Именно для таких мгновений существует в народе весьма точное обозначение: "Тихий ангел пролетел". И применительно к данному моменту эти красивые слова показались мне не просто фразой.
Нарушил это благолепие вновь Петр Анатольевич. Оказалось, что у него в запасе имеется еще одна новость, и он вручил нам ее, что называется на сладкое:
- Да, чуть было не забыл, - тихо и вкрадчиво, дабы не нарушить атмосферы, сказал он, - постоялый двор, на котором все произошло (он деликатно избегал всякого упоминания о гибели Александра) - сгорел.
- Когда? - спросила я.
- В самый день вашего ареста, не правда ли - удивительное совпадение?
Таким образом еще одна, на этот раз последняя новость прозвучала в этот вечер, вернее, ночь, потому что в момент ее произнесения за окном прокричали первые петухи, а на нашем столе с треском и брызгами агонизировали, предчувствуя скорый рассвет, очередные свечи.
- Пора ложиться спать, - подытожила Ксения Георгиевна общее ощущение и была совершенно права, поскольку в любой компании, даже самой замечательной, наступает момент, когда нужно отдохнуть друг от друга.

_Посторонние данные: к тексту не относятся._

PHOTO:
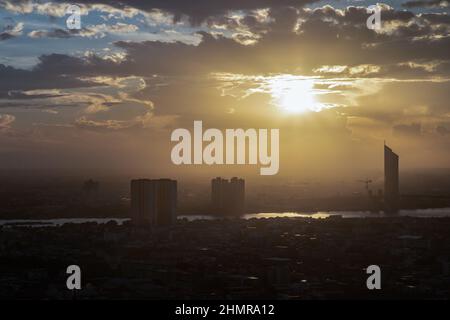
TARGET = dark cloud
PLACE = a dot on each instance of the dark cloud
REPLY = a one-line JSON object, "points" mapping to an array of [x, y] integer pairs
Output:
{"points": [[199, 10], [425, 4]]}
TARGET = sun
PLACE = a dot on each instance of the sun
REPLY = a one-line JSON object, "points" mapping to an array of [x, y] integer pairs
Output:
{"points": [[293, 94]]}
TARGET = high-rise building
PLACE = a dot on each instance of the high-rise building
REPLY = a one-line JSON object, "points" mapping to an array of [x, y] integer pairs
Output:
{"points": [[391, 180], [228, 197], [153, 201]]}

И просто-напросто выспаться. И мы охотно подчинились ее мудрому распоряжению.
Я отправилась к себе в комнату и, несмотря на обилие новостей, заснула крепким здоровым сном, а когда проснулась - за окном уже вовсю светило солнце, лаяли собаки и пели птицы. Новый день приветствовал меня традиционными, знакомыми с детства деревенскими звуками.
Нужно было привыкать к новой реальности, в которую своими ночными рассказами перенес нас Петр Анатольевич. По-другому не скажешь. Во всяком случае, именно так воспринимала произошедшую метаморфозу я. Это был совершенно новый, непознанный мною мир, освоить который мне было необходимо, если я хотела продолжать в нем относительно благополучное существование. Что уже после первого с ним соприкосновения представлялось мне далеко не простым делом.

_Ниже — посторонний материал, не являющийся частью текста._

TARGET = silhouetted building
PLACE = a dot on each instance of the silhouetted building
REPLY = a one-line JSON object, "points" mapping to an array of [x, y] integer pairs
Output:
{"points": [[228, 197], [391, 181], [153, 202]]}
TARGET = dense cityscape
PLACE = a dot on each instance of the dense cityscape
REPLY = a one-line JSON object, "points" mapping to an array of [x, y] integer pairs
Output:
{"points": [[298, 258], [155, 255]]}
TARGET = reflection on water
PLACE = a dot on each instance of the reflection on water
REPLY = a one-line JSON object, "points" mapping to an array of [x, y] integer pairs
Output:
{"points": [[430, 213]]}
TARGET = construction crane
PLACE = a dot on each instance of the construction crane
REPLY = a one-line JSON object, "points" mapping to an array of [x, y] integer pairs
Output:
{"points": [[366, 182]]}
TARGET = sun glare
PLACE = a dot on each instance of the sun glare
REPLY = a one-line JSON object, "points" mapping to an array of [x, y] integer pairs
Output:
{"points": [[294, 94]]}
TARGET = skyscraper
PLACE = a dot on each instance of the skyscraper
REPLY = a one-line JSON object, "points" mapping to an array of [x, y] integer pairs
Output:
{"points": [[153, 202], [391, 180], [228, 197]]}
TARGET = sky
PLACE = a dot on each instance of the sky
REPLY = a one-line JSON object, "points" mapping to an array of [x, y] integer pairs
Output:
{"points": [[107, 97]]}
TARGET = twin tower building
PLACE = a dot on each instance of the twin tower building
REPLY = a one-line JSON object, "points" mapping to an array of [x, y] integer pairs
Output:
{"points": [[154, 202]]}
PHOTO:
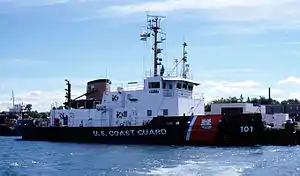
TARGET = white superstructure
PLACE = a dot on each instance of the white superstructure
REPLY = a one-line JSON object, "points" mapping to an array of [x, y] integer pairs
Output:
{"points": [[161, 95]]}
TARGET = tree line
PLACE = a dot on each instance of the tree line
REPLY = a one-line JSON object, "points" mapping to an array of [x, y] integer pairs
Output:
{"points": [[261, 100]]}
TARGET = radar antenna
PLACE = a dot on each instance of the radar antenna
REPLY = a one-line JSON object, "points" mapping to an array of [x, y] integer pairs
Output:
{"points": [[154, 29]]}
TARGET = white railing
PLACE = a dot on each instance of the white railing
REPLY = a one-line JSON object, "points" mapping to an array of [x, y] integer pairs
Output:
{"points": [[127, 87], [168, 72]]}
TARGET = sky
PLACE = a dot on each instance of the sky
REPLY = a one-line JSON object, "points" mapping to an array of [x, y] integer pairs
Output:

Как ни странно, было еще очень рано, хотя по моим ощущениям - я спала целую вечность. И очень удивилась, узнав от прислуги, что и Ксения Георгиевна и молодой барин еще "почивать изволят". А когда, наконец, и они выбрались из объятий Морфея, я уже успела передумать столько всякого разного, что самое время было отдохнуть. Что я и сделала, заговорив на совершенно посторонние, не имеющие никакого отношения к нашим ночным пересудам темы, чем явно обескуражила своих друзей. Им казалось, что ни о чем другом я думать уже не в состоянии.
Поэтому мои шутки и смех они воспринимали почти болезненно, и время от времени я ловила на себе их подозрительные либо сочувствующие взгляды, что меня чрезвычайно забавило.